[Zope] Patch to check all pages with html-tidy

Andy McKay andy@agmweb.ca
Wed, 09 Apr 2003 11:33:15 +0100


Im not sure I'd want to do this for every request, but maybe we could 
something like this to ZChecker, which finds bugs and issues in ZPT, 
DTML etc, including running ZPT through htmltidy?

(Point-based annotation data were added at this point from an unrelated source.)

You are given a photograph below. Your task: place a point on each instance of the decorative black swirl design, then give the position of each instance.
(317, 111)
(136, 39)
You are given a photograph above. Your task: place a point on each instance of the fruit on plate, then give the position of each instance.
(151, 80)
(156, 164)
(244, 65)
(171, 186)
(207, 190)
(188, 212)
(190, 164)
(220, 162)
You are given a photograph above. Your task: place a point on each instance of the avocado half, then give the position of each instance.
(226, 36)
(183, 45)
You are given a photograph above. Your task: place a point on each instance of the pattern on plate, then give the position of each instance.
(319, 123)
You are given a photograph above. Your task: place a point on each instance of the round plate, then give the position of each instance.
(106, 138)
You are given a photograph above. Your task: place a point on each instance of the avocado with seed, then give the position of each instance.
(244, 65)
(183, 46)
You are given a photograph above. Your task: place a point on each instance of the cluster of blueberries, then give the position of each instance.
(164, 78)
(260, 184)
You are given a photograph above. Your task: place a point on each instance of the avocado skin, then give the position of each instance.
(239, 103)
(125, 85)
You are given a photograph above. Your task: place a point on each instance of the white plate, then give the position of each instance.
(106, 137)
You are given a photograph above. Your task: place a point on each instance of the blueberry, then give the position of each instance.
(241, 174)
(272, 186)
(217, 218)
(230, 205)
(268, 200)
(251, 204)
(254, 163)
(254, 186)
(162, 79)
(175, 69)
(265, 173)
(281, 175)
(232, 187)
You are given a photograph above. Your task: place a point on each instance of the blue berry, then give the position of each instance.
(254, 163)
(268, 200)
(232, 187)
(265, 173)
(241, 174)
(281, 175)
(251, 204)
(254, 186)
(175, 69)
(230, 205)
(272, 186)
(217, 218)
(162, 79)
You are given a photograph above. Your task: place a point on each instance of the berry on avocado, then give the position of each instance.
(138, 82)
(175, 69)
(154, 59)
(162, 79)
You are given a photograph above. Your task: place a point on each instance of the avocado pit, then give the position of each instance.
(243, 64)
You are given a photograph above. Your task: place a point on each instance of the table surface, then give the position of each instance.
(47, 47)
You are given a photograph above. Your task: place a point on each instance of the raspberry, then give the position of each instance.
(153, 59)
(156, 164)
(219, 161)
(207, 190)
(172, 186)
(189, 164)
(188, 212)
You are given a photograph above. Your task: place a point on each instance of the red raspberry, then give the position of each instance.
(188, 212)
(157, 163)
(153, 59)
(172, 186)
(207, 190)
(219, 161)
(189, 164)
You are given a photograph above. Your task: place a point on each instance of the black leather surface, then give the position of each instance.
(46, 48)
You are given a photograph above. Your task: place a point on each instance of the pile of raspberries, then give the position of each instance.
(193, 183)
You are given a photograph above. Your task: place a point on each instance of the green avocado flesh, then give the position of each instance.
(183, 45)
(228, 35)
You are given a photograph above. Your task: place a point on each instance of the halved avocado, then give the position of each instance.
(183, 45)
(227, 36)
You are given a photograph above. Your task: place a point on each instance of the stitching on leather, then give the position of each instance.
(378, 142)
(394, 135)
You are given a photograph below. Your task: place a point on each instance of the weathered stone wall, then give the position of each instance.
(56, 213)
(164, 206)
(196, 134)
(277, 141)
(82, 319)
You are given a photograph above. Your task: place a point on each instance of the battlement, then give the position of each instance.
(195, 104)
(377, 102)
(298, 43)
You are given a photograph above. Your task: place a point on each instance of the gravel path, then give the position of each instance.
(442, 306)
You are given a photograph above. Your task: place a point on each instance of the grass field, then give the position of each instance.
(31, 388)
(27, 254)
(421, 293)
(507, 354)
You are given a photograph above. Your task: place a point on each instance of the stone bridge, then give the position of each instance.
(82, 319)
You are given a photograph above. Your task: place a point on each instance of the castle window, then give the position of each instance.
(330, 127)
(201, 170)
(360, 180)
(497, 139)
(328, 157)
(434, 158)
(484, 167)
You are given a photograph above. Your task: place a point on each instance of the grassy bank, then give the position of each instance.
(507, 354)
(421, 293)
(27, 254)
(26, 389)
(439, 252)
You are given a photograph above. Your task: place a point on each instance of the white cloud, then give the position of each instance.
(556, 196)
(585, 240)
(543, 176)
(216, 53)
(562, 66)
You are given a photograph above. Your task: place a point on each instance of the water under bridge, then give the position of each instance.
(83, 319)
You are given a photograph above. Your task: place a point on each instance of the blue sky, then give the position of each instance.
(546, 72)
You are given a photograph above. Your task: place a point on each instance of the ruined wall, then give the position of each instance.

http://www.zope.org/Members/andym/ZChecker

Thomas Guettler wrote:
> Hi!
> 
> Maybe someone is interested in this patch:
> 
> If you have html-tidy[1] installed, you can apply this patch to
> lib/python/ZPublisher/HTTPResponse.py to scan every html page with
> html tidy.
> 
> Warnings of html-tidy will be displayed in the debug logs. 
> 
> [1]: http://tidy.sourceforge.net/
> 
> You apply this patch like this:
> 
> cd zope/lib/python/ZPublisher
> cat html-tidy-patch.txt | patch
> 
>  thomas
> 
> 
> 
> ------------------------------------------------------------------------
> 
> --- HTTPResponse.py.orig	Wed Apr  9 08:37:36 2003
> +++ HTTPResponse.py	Wed Apr  9 08:26:52 2003
> @@ -176,6 +176,46 @@
>          self.stdout = stdout
>          self.stderr = stderr
>  
> +    def html_tidy(self):
> +        """
> +        Small hack to call html-tidy for every html
> +        page which is serverd by zope.
> +        Call it from lib/python/ZPublisher/HTTPResponse.setBody()
> +        after self.body is set
> +        
> +        if content_type == 'text/html':
> +            self.html_tidy()
> +        """
> +        import tempfile
> +        import popen2
> +        ignore=[
> +            'Warning: <table> lacks "summary" attribute',
> +            "Can't open",
> +            "Warning: <nobr> is not approved by W3C",
> +            "Warning: inserting missing 'title' element"]
> +        htmlfile=tempfile.mktemp()
> +        fd=open(htmlfile, "wt")
> +        fd.write(self.body)
> +        fd.close()
> +        stdout, stdin = popen2.popen4("tidy -q -errors %s" % htmlfile)
> +        out=stdout.readlines()
> +        os.unlink(htmlfile)
> +        for line in out:
> +            line=line.strip()
> +            cont=0
> +            for ign in ignore:
> +                if line.find(ign)!=-1:
> +                    cont=1
> +                    continue
> +            if cont:
> +                continue
> +            base="unknown base"
> +            if hasattr(self, "base"):
> +                base=self.base
> +            print "HTML-Tidy: %s %s" % (
> +                self.base, line)
> +        
> +
>      def retry(self):
>          """Return a response object to be used in a retry attempt
>          """
> @@ -329,6 +369,8 @@
>              body = '&gt;'.join(body.split('\233'))
>  
>          self.setHeader('content-length', len(self.body))
> +        if content_type == 'text/html':
> +            self.html_tidy()
>          self.insertBase()
>          if self.use_HTTP_content_compression and \
>              not self.headers.get('content-encoding',None):


-- 
   Andy McKay